The verses of “Mausam” from Metro… In Dino, sung soulfully by Arijit Singh, carries a quiet intensity that speaks of longing, loss, and emotional surrender. The lyrics, penned with poetic delicacy, evoke the bittersweet ache of memories that linger long after love has gone. Lines like “Tumhein Bhulaane Mein Mujhe Zamaana Lage” encapsulate the impossibility of forgetting someone who once meant everything. At the same time, metaphors like “Tum Aankh Moond Ke Pee Jao Zindagi” suggest a reckless, almost romantic willingness to embrace pain. The song feels intimate and deeply personal, yet universal, resonating with anyone who has ever tried to move on while still holding on. Wrapped in a melancholic yet serene melody, the overall feel of the song is meditative, reflective, and hauntingly beautiful.
“Qayde Se”, on the other hand, isn’t about the beginning or the end. It’s about the during. It’s about love that’s stayed. Weathered. Sat in silence when words ran out. Arijit brings the ache, but it’s Pritam’s quiet understanding of space that lets the song breathe. “Lag Raha Hai Qayde Se Ab Mohabbat Huyi Hai Mujhe,” it’s not love that sweeps you off your feet; it’s love that holds them steady. It doesn’t dazzle. It grounds. It’s heavy with truth, but still somehow weightless.
“Dil Ka Kya” is where hope flirts with pain. Where confusion isn’t a phase—it’s the mood. Raghav Chaitanya’s voice feels like a text you type but don’t send. It’s the gentle ache of someone waiting for answers that never arrive, but still humming the tune anyway. “Ab pichle hi pal dekha tujhe, tu yahin tha…”—and just like that, reality and memory blur. The track doesn’t cry out loud. It sighs. It wonders. And that’s where Pritam always excels, he scores silence just as much as sound.
But Pritam’s language of longing didn’t begin here.
Go back—feel “Phir Le Aaya Dil” (Barfi!). That’s not a song. That’s a return ticket to all the feelings you tried to abandon politely. The kind of melody that waits outside your door in the rain, not asking to be let in, just content to be near. The way Rekha Bhardwaj curls around those words, and the way Pritam lets each instrument speak its own sentence—it’s devotion without demand.
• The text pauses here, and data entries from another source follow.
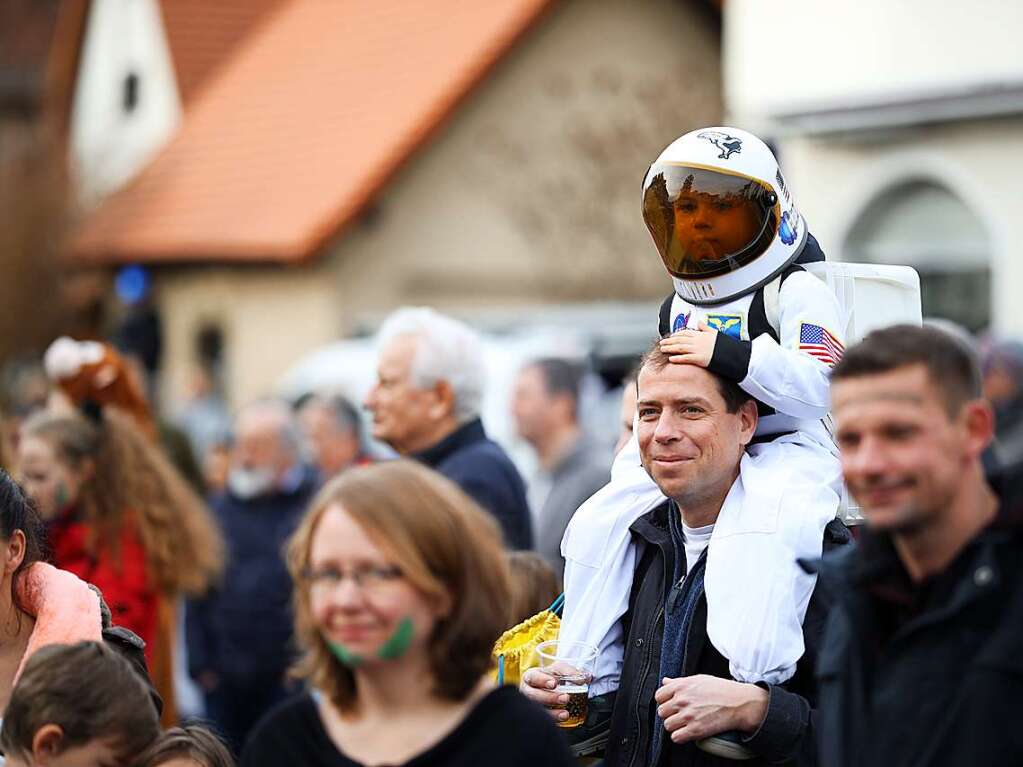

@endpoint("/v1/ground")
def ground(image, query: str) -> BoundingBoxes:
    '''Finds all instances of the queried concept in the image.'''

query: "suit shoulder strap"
[761,264,806,341]
[657,291,675,339]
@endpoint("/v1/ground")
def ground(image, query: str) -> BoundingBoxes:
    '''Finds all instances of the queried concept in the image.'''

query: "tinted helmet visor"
[642,163,781,279]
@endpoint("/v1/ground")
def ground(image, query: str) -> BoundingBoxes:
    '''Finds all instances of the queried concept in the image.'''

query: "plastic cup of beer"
[536,639,596,727]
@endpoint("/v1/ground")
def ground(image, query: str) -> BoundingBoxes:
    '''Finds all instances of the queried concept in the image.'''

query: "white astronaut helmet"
[642,127,806,305]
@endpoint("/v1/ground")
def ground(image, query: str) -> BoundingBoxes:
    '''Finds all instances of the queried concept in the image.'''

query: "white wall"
[779,119,1023,337]
[71,0,181,207]
[723,0,1023,122]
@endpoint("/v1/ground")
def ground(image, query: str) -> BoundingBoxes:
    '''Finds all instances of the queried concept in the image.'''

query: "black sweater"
[241,687,575,767]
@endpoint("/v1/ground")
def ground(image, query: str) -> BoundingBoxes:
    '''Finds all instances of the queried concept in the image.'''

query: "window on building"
[194,322,224,395]
[844,179,991,331]
[121,72,140,115]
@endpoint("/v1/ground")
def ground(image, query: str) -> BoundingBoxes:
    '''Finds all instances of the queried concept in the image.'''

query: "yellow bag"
[493,594,565,685]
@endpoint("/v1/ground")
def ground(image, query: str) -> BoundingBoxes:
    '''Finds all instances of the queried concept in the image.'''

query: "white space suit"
[561,128,844,695]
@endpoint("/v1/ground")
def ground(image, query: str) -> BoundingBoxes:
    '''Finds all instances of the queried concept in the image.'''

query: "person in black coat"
[241,460,574,767]
[817,325,1023,767]
[185,401,319,751]
[365,308,533,549]
[520,348,850,767]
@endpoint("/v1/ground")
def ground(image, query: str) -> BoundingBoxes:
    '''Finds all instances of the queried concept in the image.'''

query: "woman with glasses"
[241,461,573,767]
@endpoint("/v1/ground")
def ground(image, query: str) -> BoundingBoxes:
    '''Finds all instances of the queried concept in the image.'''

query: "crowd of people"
[0,129,1023,767]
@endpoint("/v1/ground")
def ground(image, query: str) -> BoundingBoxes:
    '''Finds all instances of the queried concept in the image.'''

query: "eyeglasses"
[302,565,403,591]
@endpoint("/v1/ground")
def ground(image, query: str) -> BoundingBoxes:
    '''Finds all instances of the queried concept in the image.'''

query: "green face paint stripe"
[326,616,415,669]
[326,642,363,669]
[54,482,71,511]
[376,616,414,661]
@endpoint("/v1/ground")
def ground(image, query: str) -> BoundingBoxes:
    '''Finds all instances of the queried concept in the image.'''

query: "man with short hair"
[186,400,318,751]
[817,325,1023,767]
[520,346,848,767]
[298,395,368,480]
[512,357,611,577]
[365,308,533,549]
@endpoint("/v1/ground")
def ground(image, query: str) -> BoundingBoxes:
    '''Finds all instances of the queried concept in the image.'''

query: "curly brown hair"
[23,408,224,595]
[287,460,510,712]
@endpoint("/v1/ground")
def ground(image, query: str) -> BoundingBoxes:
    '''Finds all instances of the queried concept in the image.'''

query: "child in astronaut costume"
[561,128,844,695]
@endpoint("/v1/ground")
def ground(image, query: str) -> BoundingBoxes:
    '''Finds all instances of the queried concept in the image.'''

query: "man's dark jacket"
[185,469,318,684]
[606,501,850,767]
[817,474,1023,767]
[413,418,533,549]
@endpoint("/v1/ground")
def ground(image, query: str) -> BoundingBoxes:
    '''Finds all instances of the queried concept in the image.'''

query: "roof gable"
[73,0,550,263]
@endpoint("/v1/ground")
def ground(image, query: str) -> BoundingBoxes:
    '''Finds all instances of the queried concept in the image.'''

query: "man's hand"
[661,322,717,367]
[654,674,768,743]
[519,669,569,722]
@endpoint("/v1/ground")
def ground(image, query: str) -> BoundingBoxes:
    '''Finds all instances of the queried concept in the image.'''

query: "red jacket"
[48,508,158,663]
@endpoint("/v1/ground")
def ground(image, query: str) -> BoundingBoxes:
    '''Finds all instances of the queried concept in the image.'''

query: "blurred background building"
[6,0,1023,456]
[56,0,721,415]
[722,0,1023,335]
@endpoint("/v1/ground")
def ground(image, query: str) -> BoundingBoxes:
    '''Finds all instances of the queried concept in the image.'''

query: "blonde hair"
[507,551,562,626]
[134,724,234,767]
[287,460,510,711]
[23,408,224,595]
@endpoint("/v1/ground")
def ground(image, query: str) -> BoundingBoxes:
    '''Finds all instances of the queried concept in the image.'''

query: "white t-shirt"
[682,522,714,573]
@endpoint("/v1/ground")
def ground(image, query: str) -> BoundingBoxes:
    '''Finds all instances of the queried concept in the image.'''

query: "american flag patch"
[799,322,845,366]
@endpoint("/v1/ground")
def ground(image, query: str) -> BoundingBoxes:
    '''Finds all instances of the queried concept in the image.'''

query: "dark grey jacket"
[606,501,850,767]
[817,480,1023,767]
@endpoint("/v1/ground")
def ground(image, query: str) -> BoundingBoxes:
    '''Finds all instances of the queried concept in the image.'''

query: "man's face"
[674,192,757,262]
[636,364,756,509]
[299,403,359,477]
[231,410,295,480]
[831,364,986,532]
[364,335,445,455]
[512,366,553,445]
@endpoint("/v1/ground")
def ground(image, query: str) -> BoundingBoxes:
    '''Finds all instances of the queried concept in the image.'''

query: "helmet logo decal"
[777,211,799,245]
[697,131,743,160]
[707,314,743,341]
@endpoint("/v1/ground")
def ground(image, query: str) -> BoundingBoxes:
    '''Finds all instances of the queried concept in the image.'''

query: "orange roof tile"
[72,0,551,264]
[160,0,284,103]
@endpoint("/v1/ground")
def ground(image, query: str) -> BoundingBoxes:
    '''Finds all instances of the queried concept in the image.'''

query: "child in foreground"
[0,642,160,767]
[135,725,234,767]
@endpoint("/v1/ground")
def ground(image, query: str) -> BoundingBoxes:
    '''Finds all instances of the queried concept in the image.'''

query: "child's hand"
[661,322,717,367]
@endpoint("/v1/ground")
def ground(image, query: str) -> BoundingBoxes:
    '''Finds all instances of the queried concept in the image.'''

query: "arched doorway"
[843,178,991,331]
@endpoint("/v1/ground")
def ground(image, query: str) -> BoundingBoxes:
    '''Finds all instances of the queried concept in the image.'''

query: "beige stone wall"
[780,119,1023,336]
[154,266,339,410]
[325,0,721,327]
[157,0,721,406]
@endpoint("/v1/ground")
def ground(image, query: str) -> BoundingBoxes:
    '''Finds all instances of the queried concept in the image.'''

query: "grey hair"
[234,397,306,460]
[377,307,486,423]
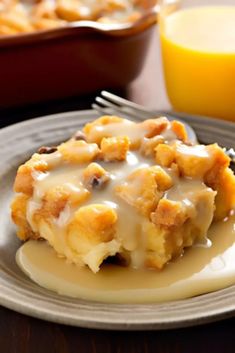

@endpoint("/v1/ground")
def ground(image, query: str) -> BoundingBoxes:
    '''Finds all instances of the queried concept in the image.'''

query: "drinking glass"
[159,0,235,121]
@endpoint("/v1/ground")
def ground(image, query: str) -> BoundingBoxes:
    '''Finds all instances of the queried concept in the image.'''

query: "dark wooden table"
[0,28,235,353]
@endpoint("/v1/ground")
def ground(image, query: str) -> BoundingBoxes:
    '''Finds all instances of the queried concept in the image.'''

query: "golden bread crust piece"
[115,166,172,216]
[100,136,130,162]
[11,194,39,241]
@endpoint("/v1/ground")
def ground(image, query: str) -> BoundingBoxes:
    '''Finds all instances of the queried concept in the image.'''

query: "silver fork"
[92,91,235,163]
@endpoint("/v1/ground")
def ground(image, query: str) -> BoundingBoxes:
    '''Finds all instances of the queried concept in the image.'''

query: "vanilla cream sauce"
[16,215,235,303]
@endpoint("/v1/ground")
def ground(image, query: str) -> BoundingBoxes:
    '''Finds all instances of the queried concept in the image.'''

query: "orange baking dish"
[0,6,157,108]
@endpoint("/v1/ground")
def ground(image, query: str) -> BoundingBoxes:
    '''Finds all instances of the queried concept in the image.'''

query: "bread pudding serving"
[11,116,235,272]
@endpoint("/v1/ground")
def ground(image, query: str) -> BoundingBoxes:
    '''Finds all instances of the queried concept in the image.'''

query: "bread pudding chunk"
[11,116,235,272]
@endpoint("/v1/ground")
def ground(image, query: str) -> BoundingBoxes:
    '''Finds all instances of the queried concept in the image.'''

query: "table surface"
[0,24,235,353]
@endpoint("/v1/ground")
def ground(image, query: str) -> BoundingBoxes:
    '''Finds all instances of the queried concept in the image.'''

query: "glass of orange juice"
[159,0,235,121]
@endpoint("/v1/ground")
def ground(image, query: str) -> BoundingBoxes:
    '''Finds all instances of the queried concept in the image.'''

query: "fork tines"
[92,91,156,119]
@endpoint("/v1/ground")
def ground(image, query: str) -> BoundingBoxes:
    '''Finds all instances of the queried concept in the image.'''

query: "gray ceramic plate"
[0,111,235,330]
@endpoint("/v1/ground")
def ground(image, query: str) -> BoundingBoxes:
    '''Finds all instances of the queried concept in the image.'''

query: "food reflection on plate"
[12,116,235,302]
[0,0,156,35]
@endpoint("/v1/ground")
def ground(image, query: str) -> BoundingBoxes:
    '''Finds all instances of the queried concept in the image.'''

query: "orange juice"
[160,6,235,121]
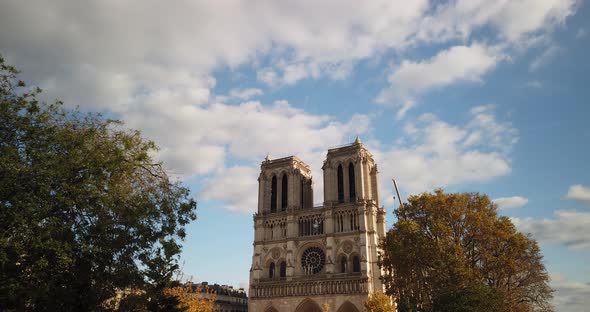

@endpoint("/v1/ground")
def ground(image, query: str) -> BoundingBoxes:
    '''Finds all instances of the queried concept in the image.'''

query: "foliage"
[381,189,552,311]
[432,285,507,312]
[365,293,395,312]
[164,283,217,312]
[0,56,196,311]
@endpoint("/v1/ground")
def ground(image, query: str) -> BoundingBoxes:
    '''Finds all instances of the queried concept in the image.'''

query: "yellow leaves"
[365,293,394,312]
[164,282,217,312]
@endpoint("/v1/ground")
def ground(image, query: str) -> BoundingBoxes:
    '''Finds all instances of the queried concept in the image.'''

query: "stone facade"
[248,138,385,312]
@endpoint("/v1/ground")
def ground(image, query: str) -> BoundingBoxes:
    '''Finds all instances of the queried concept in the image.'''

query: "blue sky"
[0,0,590,311]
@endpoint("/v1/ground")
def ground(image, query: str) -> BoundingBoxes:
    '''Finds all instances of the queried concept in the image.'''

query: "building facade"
[248,138,385,312]
[195,282,248,312]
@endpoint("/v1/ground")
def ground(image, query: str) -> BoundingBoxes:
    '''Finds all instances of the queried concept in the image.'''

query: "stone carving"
[342,241,352,254]
[272,248,281,260]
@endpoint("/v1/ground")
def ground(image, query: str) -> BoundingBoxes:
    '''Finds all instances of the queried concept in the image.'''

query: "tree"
[432,285,507,312]
[164,283,217,312]
[365,293,395,312]
[0,56,196,311]
[381,189,552,311]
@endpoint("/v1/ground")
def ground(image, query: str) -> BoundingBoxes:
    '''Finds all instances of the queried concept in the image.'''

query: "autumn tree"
[0,56,196,311]
[164,282,217,312]
[364,293,394,312]
[381,189,552,311]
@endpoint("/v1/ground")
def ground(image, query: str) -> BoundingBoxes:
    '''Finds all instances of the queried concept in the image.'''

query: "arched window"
[352,256,361,273]
[348,163,356,202]
[279,261,287,277]
[270,176,277,212]
[268,262,275,278]
[338,165,344,202]
[281,175,288,211]
[340,256,348,273]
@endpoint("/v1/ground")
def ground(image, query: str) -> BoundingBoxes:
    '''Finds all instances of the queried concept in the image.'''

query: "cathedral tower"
[249,138,385,312]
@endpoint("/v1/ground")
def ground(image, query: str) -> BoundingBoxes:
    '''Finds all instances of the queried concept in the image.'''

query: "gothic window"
[301,247,326,275]
[348,163,356,202]
[279,261,287,277]
[281,175,288,211]
[270,176,277,212]
[268,262,275,278]
[299,215,324,236]
[352,256,361,273]
[338,165,344,203]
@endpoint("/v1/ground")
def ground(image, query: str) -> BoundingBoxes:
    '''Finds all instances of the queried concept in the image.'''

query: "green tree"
[381,189,552,311]
[364,293,394,312]
[0,57,196,311]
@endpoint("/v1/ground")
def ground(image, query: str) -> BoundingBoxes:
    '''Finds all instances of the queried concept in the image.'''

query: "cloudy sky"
[0,0,590,311]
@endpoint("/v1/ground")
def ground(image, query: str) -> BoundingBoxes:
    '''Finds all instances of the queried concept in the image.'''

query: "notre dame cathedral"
[248,137,385,312]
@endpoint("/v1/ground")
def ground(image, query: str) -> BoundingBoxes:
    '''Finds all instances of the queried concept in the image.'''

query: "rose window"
[301,247,326,274]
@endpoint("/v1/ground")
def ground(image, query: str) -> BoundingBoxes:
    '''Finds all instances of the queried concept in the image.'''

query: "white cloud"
[565,184,590,206]
[418,0,578,43]
[377,44,504,116]
[493,196,529,209]
[0,0,577,118]
[215,88,264,102]
[529,45,564,71]
[369,105,518,204]
[525,80,543,89]
[199,166,259,213]
[512,210,590,250]
[550,273,590,312]
[0,0,576,212]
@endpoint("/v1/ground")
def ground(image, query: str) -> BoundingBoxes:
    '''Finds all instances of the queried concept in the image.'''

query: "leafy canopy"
[381,189,552,311]
[0,56,196,311]
[364,293,394,312]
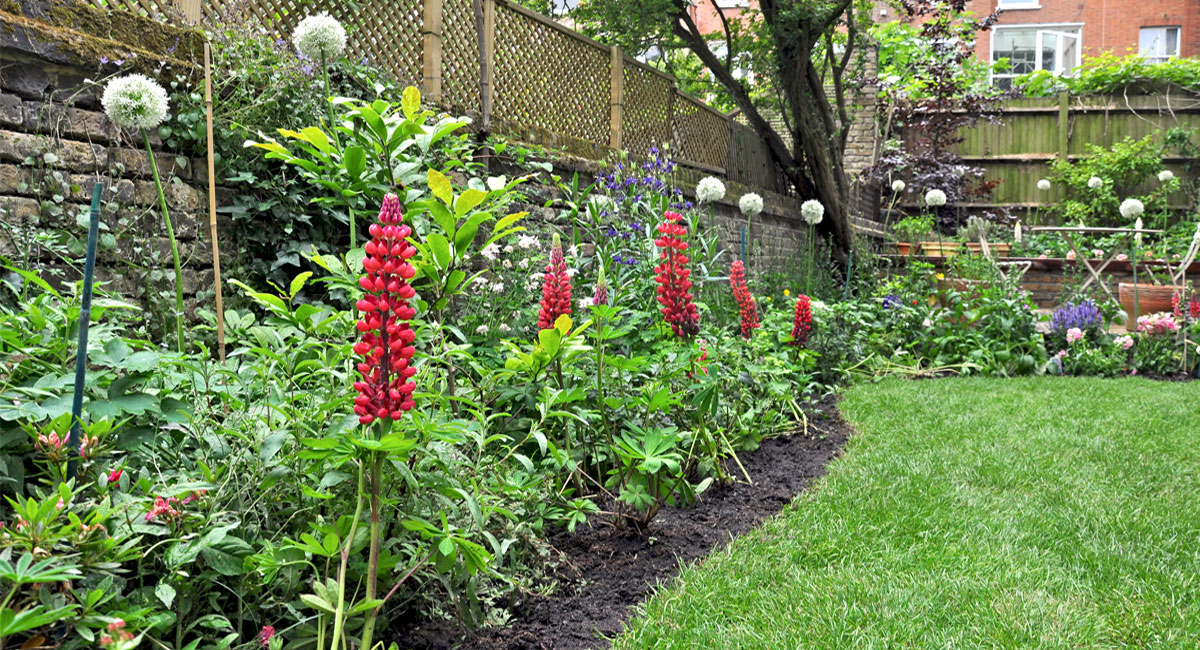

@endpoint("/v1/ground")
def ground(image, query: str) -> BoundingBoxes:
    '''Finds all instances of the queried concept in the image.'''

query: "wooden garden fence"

And what about “Tera Hone Laga Hoon”? That giddy, breathless joy of noticing someone’s laugh and realising it’s your favourite sound now. The sky doesn’t change. The streets stay the same. But everything feels warmer. Lighter. Love in that song is still wide-eyed. Still wearing its heart on its sleeve. Pritam captures that innocence without mocking it. He honours it.
Then there’s “Ae Dil Hai Mushkil”, where love is all fire and no exit. Every beat of that track is a wound stitched with melody. “Mujhe aazmaati hai teri kami…” it’s the kind of line that feels too personal and too familiar all at once. Pritam doesn’t just craft heartbreak here; he immortalises it.
Even in songs like “Raabta”, there’s a sense of fated chaos. Of connections that defy timeline and logic. Of people who walk in, it’s as if it’s déjà vu. You can’t place them, but your soul leans forward anyway. That’s the world Pritam builds, where sound carries memory, where lyrics are not written but remembered.
Pritam documents moments. Sometimes it’s a breath. Sometimes it’s a wound. Sometimes it’s love in the rearview mirror. But it’s always real. Always lived in.
And maybe that’s why listening to him feels less like music, more like memory. Like you’re not just hearing, you’re remembering something you felt, something you lost, or something you’re still waiting for.
And that’s his power. He reminds you of what’s already there.